I've often heard that claim but I've never seen good data to back it up. I have/had 5D3, 5D4 and 1DX(1), and I've never felt difference in af speed. AF accuracy yes. AF speed no.

But I don't have big whites, I wonder if those do faster AF on 1d bodies?

So do you have actual measurement data to show it actually happens with all lenses?


----------



## cpsico (Jan 2, 2017)

I have both he 6d and the 5d IV , the auto focus on the 5div is remarkable. Much better than my 1ds mark III. It takes a little bit of time to get used. Make use of the touch screen for menus, consider extra batteries, maybe a battery grip if you really want to shoot for extended periods. It's a wonderful camera. Video auto focus works perfectly as does live view.


----------



## tpatana (Jan 2, 2017)

cpsico said:


> I have both he 6d and the 5d IV , the auto focus on the 5div is remarkable. Much better than my 1ds mark III. It takes a little bit of time to get used. Make use of the touch screen for menus, consider extra batteries, maybe a battery grip if you really want to shoot for extended periods. It's a wonderful camera. Video auto focus works perfectly as does live view.

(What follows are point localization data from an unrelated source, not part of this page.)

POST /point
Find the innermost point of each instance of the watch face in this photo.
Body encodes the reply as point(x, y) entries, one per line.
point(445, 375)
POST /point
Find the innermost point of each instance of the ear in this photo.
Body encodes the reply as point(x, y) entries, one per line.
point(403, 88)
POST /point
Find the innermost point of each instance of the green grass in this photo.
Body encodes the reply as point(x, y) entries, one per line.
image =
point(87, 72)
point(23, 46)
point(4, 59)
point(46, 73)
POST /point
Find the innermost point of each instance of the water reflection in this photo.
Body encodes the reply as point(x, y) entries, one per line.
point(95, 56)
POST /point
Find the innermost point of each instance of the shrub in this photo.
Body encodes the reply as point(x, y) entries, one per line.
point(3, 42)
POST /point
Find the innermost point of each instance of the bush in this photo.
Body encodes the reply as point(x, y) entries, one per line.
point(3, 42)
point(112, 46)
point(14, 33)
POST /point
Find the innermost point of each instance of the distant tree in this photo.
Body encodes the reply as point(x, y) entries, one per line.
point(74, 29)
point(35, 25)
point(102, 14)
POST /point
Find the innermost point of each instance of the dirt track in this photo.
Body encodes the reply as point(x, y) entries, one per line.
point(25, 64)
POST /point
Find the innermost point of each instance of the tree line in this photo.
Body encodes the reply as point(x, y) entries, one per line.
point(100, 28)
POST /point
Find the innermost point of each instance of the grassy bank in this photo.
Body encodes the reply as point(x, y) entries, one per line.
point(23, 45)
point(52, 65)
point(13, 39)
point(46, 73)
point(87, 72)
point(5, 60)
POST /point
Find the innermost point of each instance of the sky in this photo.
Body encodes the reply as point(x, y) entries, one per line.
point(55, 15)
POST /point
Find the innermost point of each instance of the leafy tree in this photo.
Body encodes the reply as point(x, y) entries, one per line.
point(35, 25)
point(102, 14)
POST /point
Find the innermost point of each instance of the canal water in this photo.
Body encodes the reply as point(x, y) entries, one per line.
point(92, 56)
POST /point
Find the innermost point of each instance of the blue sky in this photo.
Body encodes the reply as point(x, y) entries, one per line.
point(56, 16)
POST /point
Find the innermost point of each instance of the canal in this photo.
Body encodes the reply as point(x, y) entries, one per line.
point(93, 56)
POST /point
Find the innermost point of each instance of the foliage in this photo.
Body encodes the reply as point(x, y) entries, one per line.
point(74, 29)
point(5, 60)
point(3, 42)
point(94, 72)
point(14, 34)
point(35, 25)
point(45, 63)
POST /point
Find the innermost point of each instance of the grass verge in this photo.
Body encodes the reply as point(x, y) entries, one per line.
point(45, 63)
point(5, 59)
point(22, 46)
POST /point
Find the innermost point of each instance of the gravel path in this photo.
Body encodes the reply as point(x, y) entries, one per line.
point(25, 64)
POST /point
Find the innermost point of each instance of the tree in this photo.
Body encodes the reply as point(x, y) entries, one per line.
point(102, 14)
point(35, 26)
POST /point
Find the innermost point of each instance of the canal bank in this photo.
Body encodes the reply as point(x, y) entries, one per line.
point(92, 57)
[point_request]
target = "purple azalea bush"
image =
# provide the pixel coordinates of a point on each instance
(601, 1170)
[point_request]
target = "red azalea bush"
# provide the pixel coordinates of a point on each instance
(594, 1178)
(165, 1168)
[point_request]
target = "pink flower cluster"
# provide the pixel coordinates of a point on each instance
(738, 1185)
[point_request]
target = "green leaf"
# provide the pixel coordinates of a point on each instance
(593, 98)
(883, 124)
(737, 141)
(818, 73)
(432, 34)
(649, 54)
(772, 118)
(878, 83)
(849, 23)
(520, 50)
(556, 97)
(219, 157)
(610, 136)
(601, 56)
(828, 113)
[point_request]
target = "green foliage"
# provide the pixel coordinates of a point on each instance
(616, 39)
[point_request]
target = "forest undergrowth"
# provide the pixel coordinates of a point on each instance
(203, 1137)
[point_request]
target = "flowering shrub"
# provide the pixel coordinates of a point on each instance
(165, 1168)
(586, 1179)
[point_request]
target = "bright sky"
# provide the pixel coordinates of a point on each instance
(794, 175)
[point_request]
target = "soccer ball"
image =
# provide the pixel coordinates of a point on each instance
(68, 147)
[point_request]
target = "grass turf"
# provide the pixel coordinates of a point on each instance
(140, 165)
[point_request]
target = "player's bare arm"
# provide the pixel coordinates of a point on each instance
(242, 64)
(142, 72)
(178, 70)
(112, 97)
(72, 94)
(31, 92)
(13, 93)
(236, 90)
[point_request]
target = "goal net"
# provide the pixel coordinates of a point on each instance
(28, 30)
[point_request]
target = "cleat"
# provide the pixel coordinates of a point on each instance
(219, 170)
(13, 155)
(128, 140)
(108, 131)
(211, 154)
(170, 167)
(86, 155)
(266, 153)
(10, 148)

I've done some video testing in challenging light conditions, and it works fairly well. Biggest problem is that it occasionally jumps to track something completely different than what I intended. Occasionally have to keep pressing the screen for new focus point to make sure it tracks correct subject.


----------



## Jack Douglas (Jan 2, 2017)

Mt Spokane Photography said:


> Instead of the machine gun approach, use single shot. Learn to anticipate your moving targets, I think you will like the results with your 6D. If you do want to use the machine gun approach, remember, you are asking the camera to acquire focus, take the shot, save it, and focus for the next shot. This is why a 1 series is the best choice. The higher battery voltage drives the lens AF motor slightly faster as well as allowing for the complex timing.
> 
> Personally, I've used 1 series for fast moving subjects, but reverted to 1 shot because I did not want to deal with hundreds of photos.
> 
> ...



Relative to fps I would only add that a lot of actions in nature/wildlife are totally unpredictable and 14 fps can pick up things you didn't even see (not that 7 can't but 4 1/2 did disappoint). Here is my example (AFMA still needs tuning), but I realize that some/many might say, who cares. That's an individual preference. If not for fps, I'd go 5D4. My path - 6D, 1D2 used, 1D4 used, 1DX2 and of course I'd have also preferred more MP's but alas ...
My costly solution was to move from the 300 2.8 II to the 400 DO II to get 800mm so my reach improved relative to previous 6D shooting.

Jack


----------



## sanj (Jan 2, 2017)

5d will fit the bill perfectly. No need for the 1d. Lighter package will work just as fine for you it seems. Buy a nice lens with the money saved.


----------



## Jack Douglas (Jan 2, 2017)

sanj said:


> 5d will fit the bill perfectly. No need for the 1d. Lighter package will work just as fine for you it seems. Buy a nice lens with the money saved.



Based on the OP starting premise of use I'm inclined to agree. I would take the 5D4 over the 1DX unless there was something very compelling about the 1DX, perhaps a big white and the 12 fps for action but in this case that doesn't seem to fit. For many the versatility of the 5D4 with its 30 MPs is exactly what the doctor ordered. I can't understand all the negatives that we endured when it was announced.

Jack


----------



## jeffa4444 (Jan 3, 2017)

If moving from the 6D I would go with the 5D MKIV as your not a professional. The 5D MKIV is a more generalist camera with very goof AF and whilst the burst rate is a lot less than the 1DX MKII its a lot lighter, uses the same batteries as the 6D and has a similar form factor.


----------